Hello everyone,
I currently use a workflow for NGS without UMIs that looks like this upstream:
a. Fastqs
b. Remove sequence adapters
c. Alignment using BWA MEM
d. Index bam
e. Picard MarkDuplicates to remove duplicate reads
f. Recalibrate bam
g. CollectHSMetrics
h. Variant calling tools downstream.
However, now I am trying to modify the above pipeline to include UMI and the workflow suggested to me was:
- Fastqs to unaligned bams
- Extract UMI bases as an unaligned BAM tag
- Unaligned BAM to Fastq
- Alignment using BWA MEM
- Merge aligned BAM with unaligned BAM that contains UMI tags
- Group reads by UMI
- Call consensus reads
- Align duplex consensus reads (unaligned consensus reads to Fastq & alignment using BWA MEM)
- CollectHSMetrics
I am having trouble understanding how I would merge both these workflows together (order of steps to follow). Would a combined workflow look something like this?
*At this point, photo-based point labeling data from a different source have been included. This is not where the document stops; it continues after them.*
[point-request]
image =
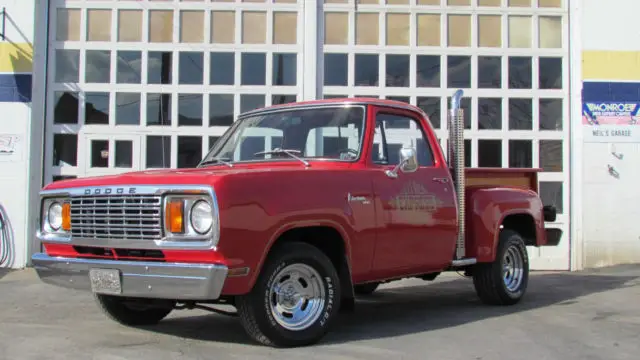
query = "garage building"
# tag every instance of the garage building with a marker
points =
(104, 87)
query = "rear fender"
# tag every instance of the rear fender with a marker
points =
(487, 208)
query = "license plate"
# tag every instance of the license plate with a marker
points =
(105, 281)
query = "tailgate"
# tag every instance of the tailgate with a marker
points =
(519, 178)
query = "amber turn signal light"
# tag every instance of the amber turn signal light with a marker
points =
(66, 217)
(174, 216)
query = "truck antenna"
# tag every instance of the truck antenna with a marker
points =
(457, 164)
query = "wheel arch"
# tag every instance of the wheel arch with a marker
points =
(329, 237)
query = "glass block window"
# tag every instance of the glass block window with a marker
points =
(151, 82)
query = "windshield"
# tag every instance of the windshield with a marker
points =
(314, 133)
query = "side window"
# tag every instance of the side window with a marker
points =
(394, 131)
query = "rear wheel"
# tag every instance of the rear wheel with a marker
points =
(504, 281)
(295, 299)
(133, 312)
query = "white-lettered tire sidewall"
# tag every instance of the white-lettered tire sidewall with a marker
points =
(513, 239)
(265, 319)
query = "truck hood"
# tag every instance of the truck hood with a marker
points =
(200, 176)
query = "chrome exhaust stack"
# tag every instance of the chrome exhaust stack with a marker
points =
(457, 165)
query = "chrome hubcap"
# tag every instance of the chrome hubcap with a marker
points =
(297, 297)
(512, 271)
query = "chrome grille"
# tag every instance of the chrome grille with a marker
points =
(126, 217)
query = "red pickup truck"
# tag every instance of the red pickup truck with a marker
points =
(294, 212)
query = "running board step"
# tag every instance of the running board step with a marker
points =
(464, 262)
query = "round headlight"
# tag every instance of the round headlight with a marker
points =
(201, 217)
(55, 216)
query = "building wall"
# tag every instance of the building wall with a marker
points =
(611, 136)
(510, 56)
(16, 57)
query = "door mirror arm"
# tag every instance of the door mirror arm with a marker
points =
(408, 162)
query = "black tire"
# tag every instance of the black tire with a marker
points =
(122, 311)
(366, 289)
(254, 308)
(488, 279)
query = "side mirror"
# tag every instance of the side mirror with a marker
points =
(408, 162)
- ( 1 ) Fastqs to unaligned bams
- ( 2 ) Extract UMI bases as an unaligned BAM tag
- ( 3 ) Unaligned BAM to Fastq
- ( b ) remove sequence adapters
- ( c/4 ) Alignment using BWA MEM
- ( d ) Index bam
- ( 5 ) Merge aligned BAM with unaligned BAM that contains UMI tags
- ( 6 ) Group reads by UMI
- ( 7 ) Call consensus reads
- ( 8 ) Align duplex consensus reads (unaligned consensus reads to Fastq & alignment using BWA MEM)
- ( f ) Recalibrate bam
- ( g/9 ) CollectHSMetrics
- ( h ) Variant calling tools downstream.
Any advice on how to proceed would be appreciated!
Thank you
I've reformatted your post so it's clearer to understand. Italics and bold without formatting were difficult to understand.